The Jesus card: Campaign piety
Republican contenders for president met in Iowa recently to talk about politics and a testimonial broke out. When asked to identify his favorite philosopher-thinker, George W. Bush responded, “Christ, because he changed my heart.” Gary Bauer concurred. Senator Orrin Hatch covered the more obvious political bases by naming Lincoln and Reagan, but took care to cite Christ as well. All the candidates, Alan Keyes and Steve Forbes included, made sure that the public understood the intimate connection between their personal religious convictions and their political agendas.
But such campaign forays into the spiritual have not been limited to the Iowa debate. Another Republican contender, Senator John McCain, has aired a radio advertisement that touts his preaching skills. Apparently when he was a POW in North Vietnam, McCain wrote a Christmas sermon which he shared with fellow prisoners. “It was certainly a shot to everyone’s morale to hear those Christian words in that very unchristianlike place,” one of McCain’s mates-in-captivity says in the radio spot.
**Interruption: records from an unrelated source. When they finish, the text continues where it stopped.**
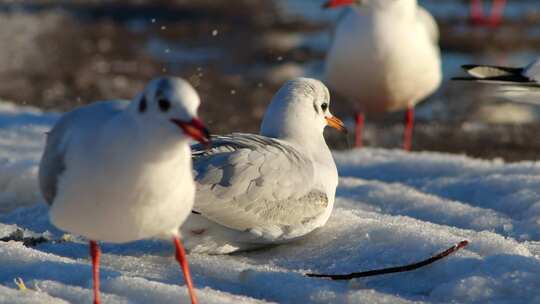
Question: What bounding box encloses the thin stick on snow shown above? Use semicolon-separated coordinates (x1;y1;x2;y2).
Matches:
306;241;469;280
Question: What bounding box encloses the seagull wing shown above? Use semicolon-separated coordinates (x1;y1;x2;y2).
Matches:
193;133;329;238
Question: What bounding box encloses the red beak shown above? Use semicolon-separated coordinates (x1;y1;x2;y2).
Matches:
171;118;210;146
323;0;354;8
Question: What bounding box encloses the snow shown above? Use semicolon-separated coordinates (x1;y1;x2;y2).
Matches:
0;102;540;303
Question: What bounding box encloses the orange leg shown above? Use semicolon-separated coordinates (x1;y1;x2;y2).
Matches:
90;241;101;304
173;237;197;304
403;105;414;151
470;0;485;25
354;112;365;148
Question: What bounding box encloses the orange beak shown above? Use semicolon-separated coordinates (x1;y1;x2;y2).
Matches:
325;116;348;134
171;118;210;146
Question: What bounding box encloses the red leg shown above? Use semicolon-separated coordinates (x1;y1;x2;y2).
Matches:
173;237;197;304
471;0;485;25
90;241;101;304
489;0;506;27
403;105;414;151
354;112;365;148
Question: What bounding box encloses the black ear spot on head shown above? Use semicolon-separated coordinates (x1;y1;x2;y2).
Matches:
139;96;146;113
321;102;328;112
158;98;171;112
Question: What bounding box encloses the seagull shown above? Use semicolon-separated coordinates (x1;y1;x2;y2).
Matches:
469;0;506;27
181;78;346;254
323;0;442;150
453;58;540;105
39;77;209;303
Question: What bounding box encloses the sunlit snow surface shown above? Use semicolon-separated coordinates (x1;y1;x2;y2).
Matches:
0;103;540;303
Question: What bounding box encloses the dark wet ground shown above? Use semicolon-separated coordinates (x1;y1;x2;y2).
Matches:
0;0;540;160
And not only Republicans are sharing their piety. Vice President Al Gore spoke of himself and his beliefs—he is a “born-again Christian”—in a December 60 Minutes segment because, he said, he wanted “to be forthright and candid” about the real Al Gore.
On the positive side, such bold religious talk signals a healthy openness to expressions of faith in American politics. Religion is not merely a private matter; it should not be silenced by convention or force in the political realm. One only hopes that when Jewish, Muslim or Hindu candidates run for office they will feel as free to share their religious views with the voting public. One suspects, though, that those who are most furiously applauding the new political piety are not contemplating the possibility that other faith traditions may make a forceful showing in future political debates.
On the negative side, there’s the issue of reducing faith to a campaign ploy. While one must hesitate long before questioning another’s religious sincerity, it isn’t only the thoroughly jaded who suspect that some shrewd political calculation is going on. The Religious Right constitutes a significant bloc of votes that every Republican contender hopes to capture. Although there’s little that Gore can do to appeal to these voters, in politics you burn as few bridges as possible.
To give the appearance, no matter how sincere one might be, that religion is being pitched to garner votes does a serious disservice to any faith. To manipulate religious conviction into a political commodity is a contemporary form of simony. The line is thin indeed between speaking openly about faith on the campaign trail and playing the Jesus card for political profit.
Given the risks of making faith a political issue, there’s wisdom in heeding Karl Barth’s admonition that “in the political sphere Christians can bring in their Christianity only anonymously.” Barth also maintained that with regard to “authentically political questions which affect the development of the civil community, Christians can only reply in the form of decisions which could be the decisions of any other citizens.”